Hormone imbalance is commonly associated with mood swings including depressive lows and emotional highs. The issue with this is that most patients present to a clinician as showing signs of mental disorders which are commonly misdiagnosed as depression, bipolar, or anxiety, leaving the thyroid issue and origin of mental unsoundness to persist.
Though the high rate of misdiagnosed thyroid issues is reflected upon in the 13 million undiagnosed, there is a way to bring down that number. Several ways to lower this number would be to more commonly educate people on thyroid disorders and make thyroid/blood testing more common for those who report signs of mental disorder. Blood testing is relatively inexpensive but is capable of performing a variety of tasks, such as detecting the levels of hormones in a person’s blood.
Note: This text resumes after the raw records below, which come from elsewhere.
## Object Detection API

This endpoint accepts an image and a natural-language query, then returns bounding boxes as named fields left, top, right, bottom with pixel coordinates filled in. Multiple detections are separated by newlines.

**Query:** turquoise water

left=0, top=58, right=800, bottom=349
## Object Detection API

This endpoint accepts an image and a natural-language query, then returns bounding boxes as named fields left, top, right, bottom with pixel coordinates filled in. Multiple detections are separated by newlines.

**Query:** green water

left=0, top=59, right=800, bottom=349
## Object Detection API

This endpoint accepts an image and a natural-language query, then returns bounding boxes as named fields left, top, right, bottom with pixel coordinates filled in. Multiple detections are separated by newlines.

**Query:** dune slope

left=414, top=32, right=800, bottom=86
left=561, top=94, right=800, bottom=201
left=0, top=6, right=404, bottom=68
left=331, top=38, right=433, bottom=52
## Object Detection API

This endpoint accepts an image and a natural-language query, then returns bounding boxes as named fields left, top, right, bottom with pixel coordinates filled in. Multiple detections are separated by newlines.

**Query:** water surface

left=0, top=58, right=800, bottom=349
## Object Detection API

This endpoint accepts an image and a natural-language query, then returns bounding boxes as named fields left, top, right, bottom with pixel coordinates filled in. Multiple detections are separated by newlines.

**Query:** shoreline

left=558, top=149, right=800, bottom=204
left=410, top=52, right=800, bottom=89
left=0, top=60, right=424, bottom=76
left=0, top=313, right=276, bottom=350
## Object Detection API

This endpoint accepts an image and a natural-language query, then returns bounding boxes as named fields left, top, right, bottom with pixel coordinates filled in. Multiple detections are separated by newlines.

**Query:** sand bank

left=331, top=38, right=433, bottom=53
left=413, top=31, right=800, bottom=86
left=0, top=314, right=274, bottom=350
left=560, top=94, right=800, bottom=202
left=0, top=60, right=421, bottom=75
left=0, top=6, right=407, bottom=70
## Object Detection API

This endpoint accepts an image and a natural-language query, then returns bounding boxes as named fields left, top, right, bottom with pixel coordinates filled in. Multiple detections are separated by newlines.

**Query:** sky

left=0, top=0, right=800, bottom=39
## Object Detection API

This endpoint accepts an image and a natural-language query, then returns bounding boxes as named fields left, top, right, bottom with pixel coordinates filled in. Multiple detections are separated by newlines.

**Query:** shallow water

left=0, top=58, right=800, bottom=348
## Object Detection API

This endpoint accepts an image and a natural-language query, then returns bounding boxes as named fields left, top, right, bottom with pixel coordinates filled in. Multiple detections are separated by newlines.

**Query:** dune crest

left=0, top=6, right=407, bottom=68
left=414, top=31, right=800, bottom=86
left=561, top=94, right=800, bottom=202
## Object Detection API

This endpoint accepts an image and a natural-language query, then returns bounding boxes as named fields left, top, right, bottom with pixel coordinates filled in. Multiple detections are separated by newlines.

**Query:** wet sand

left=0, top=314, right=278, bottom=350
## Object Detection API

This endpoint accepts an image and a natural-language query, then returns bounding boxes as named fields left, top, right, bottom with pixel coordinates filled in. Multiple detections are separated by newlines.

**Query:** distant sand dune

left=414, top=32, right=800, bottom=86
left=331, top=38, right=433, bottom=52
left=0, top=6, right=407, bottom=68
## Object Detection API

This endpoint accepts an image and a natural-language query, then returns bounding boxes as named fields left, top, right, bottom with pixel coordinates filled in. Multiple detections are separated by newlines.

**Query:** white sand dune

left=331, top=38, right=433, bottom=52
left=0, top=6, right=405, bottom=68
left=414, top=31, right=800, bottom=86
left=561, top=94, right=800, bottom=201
This can then be compared to normal levels leading to a proper diagnosis. Not only would this help individuals by providing an accurate diagnosis but it would also mean a better protocol for later cases helping to lower the soaring number of undiagnosed thyroid disorder cases.
What Did You Learn?
1. What is the role of the hypothalamus, pituitary, and adrenal glands? How do they contribute to mental health?
The hypothalamus, pituitary, and adrenal glands are all important organs in the endocrine system, functioning to produce hormones and maintain the body’s homeostasis. More specifically, the hypothalamus controls blood temperature and connects the nervous system to the endocrine system via the pituitary gland. The pituitary gland, also known as the master gland, releases hormones that stimulate other glands in the endocrine system. One of these glands is the adrenal gland which secretes hormones that control sex drive. All of these glands secrete hormones that affect mood. A steady balance and regulation of these hormones would mean maintained emotional homeostasis while irregularity would lead to fluctuations.
2. How can an imbalance in one hormone lead to a diagnosis of a mental disorder? Why is this misleading?
All hormones in the body connect the endocrine system both directly and indirectly. As explored in the reading, TSH, which is produced in the pituitary gland directly affects the amount of hormones produced by the thyroid gland which affects the function of the hypothalamus. An imbalance in TSH, or any other major hormone in the system, would throw off a person’s mood since the endocrine system is linked directly to the nervous system. Fluctuations can be so extreme to the point where a person’s mental health can be compromised to the point of showing signs of mental disorder. Though the symptoms produced are similar, this is misleading because this oftentimes causes endocrine-related issues to be misdiagnosed, therefore mistreated, as mental disorders.